While this paper offers valuable insights, it is important to underscore the importance of holistic planning and collaboration among relevant stakeholders to navigate the intricate dynamics of water and energy supply. Equally important is the integration of individual projects within a comprehensive national plan to attract private investment. The study focused on data‐based evidence and quantitative analysis, deliberately avoiding discussions of the political and security situation in Gaza.
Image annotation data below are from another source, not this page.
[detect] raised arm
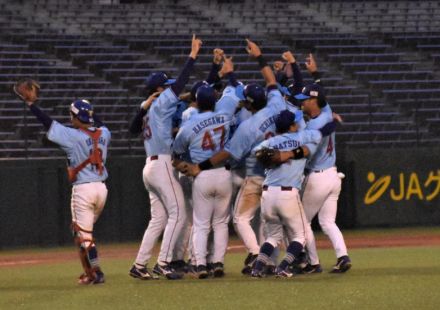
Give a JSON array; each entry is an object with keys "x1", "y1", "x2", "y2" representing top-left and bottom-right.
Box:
[
  {"x1": 282, "y1": 51, "x2": 304, "y2": 95},
  {"x1": 246, "y1": 39, "x2": 277, "y2": 89},
  {"x1": 171, "y1": 34, "x2": 202, "y2": 97},
  {"x1": 129, "y1": 92, "x2": 161, "y2": 134},
  {"x1": 206, "y1": 48, "x2": 225, "y2": 84}
]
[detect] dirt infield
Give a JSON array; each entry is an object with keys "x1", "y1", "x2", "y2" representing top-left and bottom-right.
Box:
[{"x1": 0, "y1": 233, "x2": 440, "y2": 268}]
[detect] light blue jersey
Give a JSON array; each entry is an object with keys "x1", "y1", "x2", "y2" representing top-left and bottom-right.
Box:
[
  {"x1": 143, "y1": 88, "x2": 179, "y2": 156},
  {"x1": 47, "y1": 121, "x2": 111, "y2": 185},
  {"x1": 306, "y1": 104, "x2": 336, "y2": 171},
  {"x1": 181, "y1": 107, "x2": 199, "y2": 125},
  {"x1": 225, "y1": 90, "x2": 305, "y2": 176},
  {"x1": 173, "y1": 86, "x2": 240, "y2": 164},
  {"x1": 253, "y1": 130, "x2": 322, "y2": 189}
]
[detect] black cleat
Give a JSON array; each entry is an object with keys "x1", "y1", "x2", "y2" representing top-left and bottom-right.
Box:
[
  {"x1": 197, "y1": 265, "x2": 209, "y2": 279},
  {"x1": 330, "y1": 255, "x2": 351, "y2": 273},
  {"x1": 213, "y1": 262, "x2": 225, "y2": 278},
  {"x1": 241, "y1": 253, "x2": 258, "y2": 275},
  {"x1": 128, "y1": 265, "x2": 159, "y2": 280},
  {"x1": 153, "y1": 264, "x2": 183, "y2": 280}
]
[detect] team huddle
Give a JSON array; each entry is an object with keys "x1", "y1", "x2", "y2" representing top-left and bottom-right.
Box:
[{"x1": 14, "y1": 36, "x2": 351, "y2": 284}]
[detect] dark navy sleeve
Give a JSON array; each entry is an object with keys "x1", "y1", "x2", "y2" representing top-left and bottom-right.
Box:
[
  {"x1": 29, "y1": 104, "x2": 53, "y2": 129},
  {"x1": 129, "y1": 109, "x2": 148, "y2": 134},
  {"x1": 206, "y1": 62, "x2": 221, "y2": 84},
  {"x1": 171, "y1": 57, "x2": 196, "y2": 97},
  {"x1": 291, "y1": 62, "x2": 304, "y2": 95}
]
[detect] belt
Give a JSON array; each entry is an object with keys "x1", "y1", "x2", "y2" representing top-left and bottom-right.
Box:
[
  {"x1": 263, "y1": 185, "x2": 293, "y2": 192},
  {"x1": 304, "y1": 169, "x2": 327, "y2": 175}
]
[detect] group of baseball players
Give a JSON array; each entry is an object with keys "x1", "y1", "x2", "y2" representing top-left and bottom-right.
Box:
[{"x1": 14, "y1": 36, "x2": 351, "y2": 284}]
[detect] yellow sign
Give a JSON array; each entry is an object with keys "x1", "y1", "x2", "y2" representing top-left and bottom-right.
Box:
[{"x1": 364, "y1": 169, "x2": 440, "y2": 205}]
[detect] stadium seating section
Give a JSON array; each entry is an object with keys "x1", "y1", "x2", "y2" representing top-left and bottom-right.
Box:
[{"x1": 0, "y1": 0, "x2": 440, "y2": 158}]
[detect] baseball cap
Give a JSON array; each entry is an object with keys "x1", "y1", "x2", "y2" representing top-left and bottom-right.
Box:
[
  {"x1": 145, "y1": 72, "x2": 176, "y2": 89},
  {"x1": 190, "y1": 81, "x2": 209, "y2": 101},
  {"x1": 70, "y1": 99, "x2": 93, "y2": 124},
  {"x1": 275, "y1": 110, "x2": 303, "y2": 132},
  {"x1": 295, "y1": 83, "x2": 325, "y2": 100},
  {"x1": 277, "y1": 83, "x2": 292, "y2": 96},
  {"x1": 196, "y1": 85, "x2": 217, "y2": 108}
]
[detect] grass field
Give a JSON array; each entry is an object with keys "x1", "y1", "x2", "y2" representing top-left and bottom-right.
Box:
[{"x1": 0, "y1": 230, "x2": 440, "y2": 310}]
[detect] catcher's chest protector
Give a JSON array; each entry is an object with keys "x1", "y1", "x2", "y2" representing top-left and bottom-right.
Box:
[{"x1": 67, "y1": 129, "x2": 104, "y2": 182}]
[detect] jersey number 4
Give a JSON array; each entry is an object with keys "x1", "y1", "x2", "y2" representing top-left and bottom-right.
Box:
[{"x1": 202, "y1": 126, "x2": 226, "y2": 151}]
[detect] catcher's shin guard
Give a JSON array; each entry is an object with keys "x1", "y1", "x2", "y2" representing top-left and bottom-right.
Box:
[{"x1": 72, "y1": 222, "x2": 99, "y2": 279}]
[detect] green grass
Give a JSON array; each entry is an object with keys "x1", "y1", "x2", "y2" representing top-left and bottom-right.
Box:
[{"x1": 0, "y1": 247, "x2": 440, "y2": 310}]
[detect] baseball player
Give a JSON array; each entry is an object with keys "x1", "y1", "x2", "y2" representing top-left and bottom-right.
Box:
[
  {"x1": 295, "y1": 84, "x2": 351, "y2": 273},
  {"x1": 251, "y1": 110, "x2": 335, "y2": 278},
  {"x1": 129, "y1": 35, "x2": 202, "y2": 280},
  {"x1": 181, "y1": 40, "x2": 305, "y2": 274},
  {"x1": 171, "y1": 48, "x2": 224, "y2": 273},
  {"x1": 281, "y1": 83, "x2": 351, "y2": 273},
  {"x1": 173, "y1": 58, "x2": 240, "y2": 279},
  {"x1": 252, "y1": 110, "x2": 335, "y2": 278},
  {"x1": 15, "y1": 81, "x2": 110, "y2": 284}
]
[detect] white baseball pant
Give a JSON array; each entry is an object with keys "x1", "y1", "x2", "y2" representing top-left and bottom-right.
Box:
[
  {"x1": 193, "y1": 168, "x2": 232, "y2": 266},
  {"x1": 70, "y1": 182, "x2": 108, "y2": 247},
  {"x1": 135, "y1": 155, "x2": 186, "y2": 265},
  {"x1": 261, "y1": 186, "x2": 307, "y2": 248},
  {"x1": 173, "y1": 173, "x2": 193, "y2": 261},
  {"x1": 233, "y1": 176, "x2": 264, "y2": 254},
  {"x1": 302, "y1": 167, "x2": 347, "y2": 265}
]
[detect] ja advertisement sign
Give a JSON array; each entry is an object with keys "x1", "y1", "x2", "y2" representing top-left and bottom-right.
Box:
[{"x1": 349, "y1": 149, "x2": 440, "y2": 226}]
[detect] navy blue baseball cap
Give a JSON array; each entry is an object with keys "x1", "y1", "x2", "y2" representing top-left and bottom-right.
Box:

The intentional focus aims to provide information supporting informed decision‐making in addressing the challenges and opportunities associated with water and energy dynamics in the Gaza Strip.

Conflict of Interest

The authors declare no conflict of interest.

Rantissi T., Gitis V., Zong Z., Hankins N., Transforming the Water‐Energy Nexus in Gaza: A Systems Approach. Global Challenges 2024, 8, 2300304. 10.1002/gch2.202300304

Data Availability Statement

The data that support the findings of this study are available from the corresponding author upon reasonable request.